P(dropout) = clamp(1 / (1 + exp(shape * (ln(exp+1) - ln(midpoint+1)))), 0.3, 0.8) * (1 - global_sparsity) + global_sparsity

with the following characteristics:

  • Plateaus at global_sparsity dropout for high expression genes

  • Partial dropout preserves count structure via binomial thinning

  • Good for preserving variance-mean relationships

Power Decay function:

With dropout probability defined as:

P(dropout) = (midpoint / (exp + midpoint))^power * scale_factor * (1 - global_sparsity) + global_sparsity

with the following characteristics:

  • No plateau - high expression genes get substantial dropout

  • Complete dropout only (no partial dropout)
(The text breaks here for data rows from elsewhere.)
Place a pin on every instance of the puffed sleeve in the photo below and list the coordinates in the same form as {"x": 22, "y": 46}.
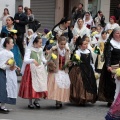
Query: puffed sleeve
{"x": 43, "y": 58}
{"x": 107, "y": 54}
{"x": 27, "y": 58}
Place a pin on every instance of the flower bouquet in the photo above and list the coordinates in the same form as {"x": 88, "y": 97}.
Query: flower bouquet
{"x": 75, "y": 60}
{"x": 97, "y": 50}
{"x": 49, "y": 35}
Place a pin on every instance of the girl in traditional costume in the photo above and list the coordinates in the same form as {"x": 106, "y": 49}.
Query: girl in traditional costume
{"x": 8, "y": 78}
{"x": 88, "y": 20}
{"x": 100, "y": 57}
{"x": 112, "y": 24}
{"x": 80, "y": 29}
{"x": 34, "y": 79}
{"x": 58, "y": 78}
{"x": 83, "y": 87}
{"x": 114, "y": 111}
{"x": 106, "y": 90}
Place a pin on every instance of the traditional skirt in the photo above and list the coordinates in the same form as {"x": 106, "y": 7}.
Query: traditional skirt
{"x": 58, "y": 86}
{"x": 114, "y": 112}
{"x": 26, "y": 90}
{"x": 3, "y": 89}
{"x": 99, "y": 63}
{"x": 78, "y": 92}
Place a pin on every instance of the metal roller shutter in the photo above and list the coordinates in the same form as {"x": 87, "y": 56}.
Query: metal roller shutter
{"x": 44, "y": 11}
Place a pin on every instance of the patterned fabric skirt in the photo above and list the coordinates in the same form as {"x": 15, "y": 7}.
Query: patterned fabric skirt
{"x": 59, "y": 86}
{"x": 114, "y": 112}
{"x": 17, "y": 55}
{"x": 26, "y": 90}
{"x": 106, "y": 90}
{"x": 78, "y": 92}
{"x": 3, "y": 90}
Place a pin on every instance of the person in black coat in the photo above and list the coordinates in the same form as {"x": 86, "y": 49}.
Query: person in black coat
{"x": 20, "y": 21}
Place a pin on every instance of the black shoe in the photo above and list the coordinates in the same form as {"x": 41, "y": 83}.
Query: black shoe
{"x": 5, "y": 111}
{"x": 58, "y": 106}
{"x": 109, "y": 104}
{"x": 37, "y": 105}
{"x": 31, "y": 106}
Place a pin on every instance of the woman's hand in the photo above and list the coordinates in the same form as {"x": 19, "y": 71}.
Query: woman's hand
{"x": 36, "y": 63}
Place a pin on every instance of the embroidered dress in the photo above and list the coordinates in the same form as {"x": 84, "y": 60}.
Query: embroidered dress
{"x": 106, "y": 90}
{"x": 111, "y": 26}
{"x": 15, "y": 50}
{"x": 8, "y": 79}
{"x": 34, "y": 79}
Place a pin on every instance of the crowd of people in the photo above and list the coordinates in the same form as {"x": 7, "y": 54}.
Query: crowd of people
{"x": 61, "y": 64}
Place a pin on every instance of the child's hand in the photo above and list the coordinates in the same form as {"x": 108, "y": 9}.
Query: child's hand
{"x": 36, "y": 63}
{"x": 12, "y": 68}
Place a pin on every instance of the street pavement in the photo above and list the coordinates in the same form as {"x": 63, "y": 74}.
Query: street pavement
{"x": 48, "y": 111}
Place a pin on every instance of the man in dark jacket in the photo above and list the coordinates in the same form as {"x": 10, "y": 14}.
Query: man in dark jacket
{"x": 117, "y": 13}
{"x": 80, "y": 12}
{"x": 20, "y": 20}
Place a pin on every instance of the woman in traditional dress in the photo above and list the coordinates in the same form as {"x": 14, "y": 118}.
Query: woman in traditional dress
{"x": 80, "y": 29}
{"x": 83, "y": 86}
{"x": 114, "y": 111}
{"x": 9, "y": 26}
{"x": 100, "y": 58}
{"x": 112, "y": 24}
{"x": 4, "y": 16}
{"x": 62, "y": 29}
{"x": 34, "y": 79}
{"x": 8, "y": 78}
{"x": 9, "y": 30}
{"x": 58, "y": 79}
{"x": 107, "y": 85}
{"x": 88, "y": 20}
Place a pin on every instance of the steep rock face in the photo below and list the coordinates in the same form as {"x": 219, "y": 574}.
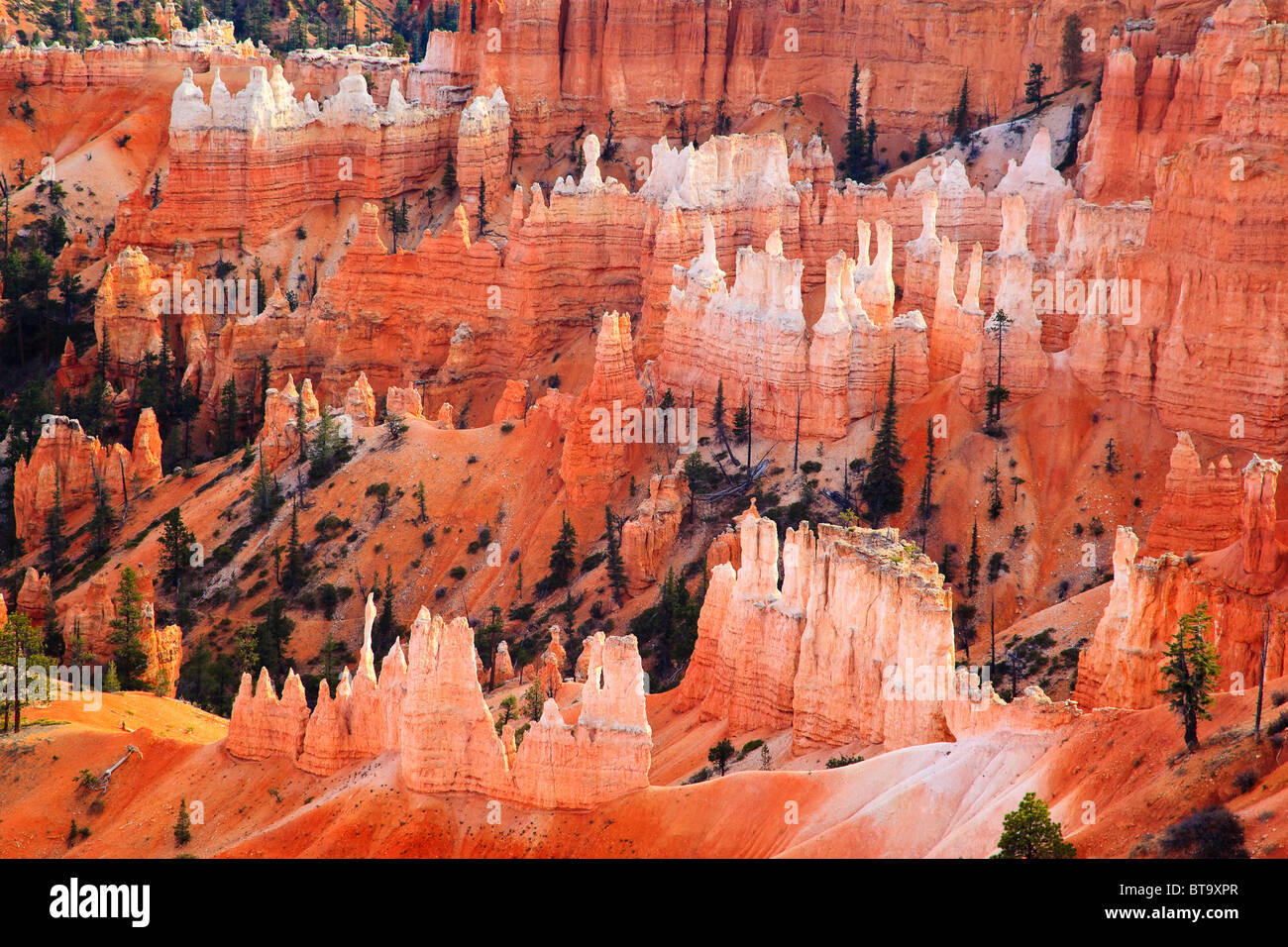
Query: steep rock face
{"x": 262, "y": 725}
{"x": 606, "y": 753}
{"x": 278, "y": 438}
{"x": 857, "y": 643}
{"x": 483, "y": 153}
{"x": 360, "y": 401}
{"x": 1201, "y": 505}
{"x": 513, "y": 403}
{"x": 1121, "y": 665}
{"x": 647, "y": 538}
{"x": 430, "y": 709}
{"x": 575, "y": 60}
{"x": 754, "y": 339}
{"x": 748, "y": 634}
{"x": 93, "y": 617}
{"x": 67, "y": 460}
{"x": 35, "y": 596}
{"x": 1207, "y": 282}
{"x": 124, "y": 309}
{"x": 876, "y": 656}
{"x": 600, "y": 447}
{"x": 269, "y": 151}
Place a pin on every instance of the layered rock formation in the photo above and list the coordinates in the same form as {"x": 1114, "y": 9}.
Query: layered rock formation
{"x": 1202, "y": 506}
{"x": 857, "y": 643}
{"x": 430, "y": 710}
{"x": 67, "y": 462}
{"x": 648, "y": 536}
{"x": 601, "y": 446}
{"x": 93, "y": 615}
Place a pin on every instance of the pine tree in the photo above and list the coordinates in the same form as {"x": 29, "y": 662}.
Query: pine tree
{"x": 292, "y": 577}
{"x": 228, "y": 412}
{"x": 1070, "y": 50}
{"x": 183, "y": 825}
{"x": 997, "y": 393}
{"x": 883, "y": 487}
{"x": 301, "y": 427}
{"x": 1030, "y": 832}
{"x": 382, "y": 639}
{"x": 329, "y": 449}
{"x": 111, "y": 681}
{"x": 55, "y": 535}
{"x": 926, "y": 504}
{"x": 961, "y": 115}
{"x": 1112, "y": 463}
{"x": 1033, "y": 85}
{"x": 1192, "y": 669}
{"x": 563, "y": 556}
{"x": 973, "y": 562}
{"x": 616, "y": 566}
{"x": 993, "y": 478}
{"x": 266, "y": 493}
{"x": 741, "y": 424}
{"x": 130, "y": 660}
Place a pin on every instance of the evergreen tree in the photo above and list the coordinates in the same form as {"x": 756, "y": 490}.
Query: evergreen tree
{"x": 855, "y": 138}
{"x": 993, "y": 478}
{"x": 883, "y": 486}
{"x": 563, "y": 556}
{"x": 183, "y": 825}
{"x": 382, "y": 639}
{"x": 301, "y": 428}
{"x": 55, "y": 535}
{"x": 926, "y": 504}
{"x": 1030, "y": 832}
{"x": 1192, "y": 669}
{"x": 292, "y": 575}
{"x": 228, "y": 412}
{"x": 329, "y": 450}
{"x": 741, "y": 424}
{"x": 266, "y": 493}
{"x": 616, "y": 565}
{"x": 1033, "y": 85}
{"x": 997, "y": 393}
{"x": 450, "y": 172}
{"x": 274, "y": 634}
{"x": 176, "y": 543}
{"x": 130, "y": 660}
{"x": 973, "y": 562}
  • More uniform dropout across expression range

Usage

simulate_dropouts(
  object,
  dropout_function = c("log", "powerdecay"),
  dropout_midpoint = 5,
  dropout_shape = 0.5,
  power_factor = 0.3,
  global_sparsity = 0.25,
  seed = 123L
)

Arguments

object

The synthetic_bulk_data class.

dropout_function

String. One of c("log", "powerdecay"). These are the two options to cause dropout in the bulk data.

dropout_midpoint

Numeric. Controls the midpoint parameter of the logistic and power decay function.

dropout_shape

Numeric. Controls the shape parameter of the logistic function.

power_factor

Numeric. Controls the power factor of the power decay function.

global_sparsity

Numeric. The global sparsity parameter.

seed

Integer. Random seed for reproducibility purposes.

Value

synthetic_bulk_data with added sparse data.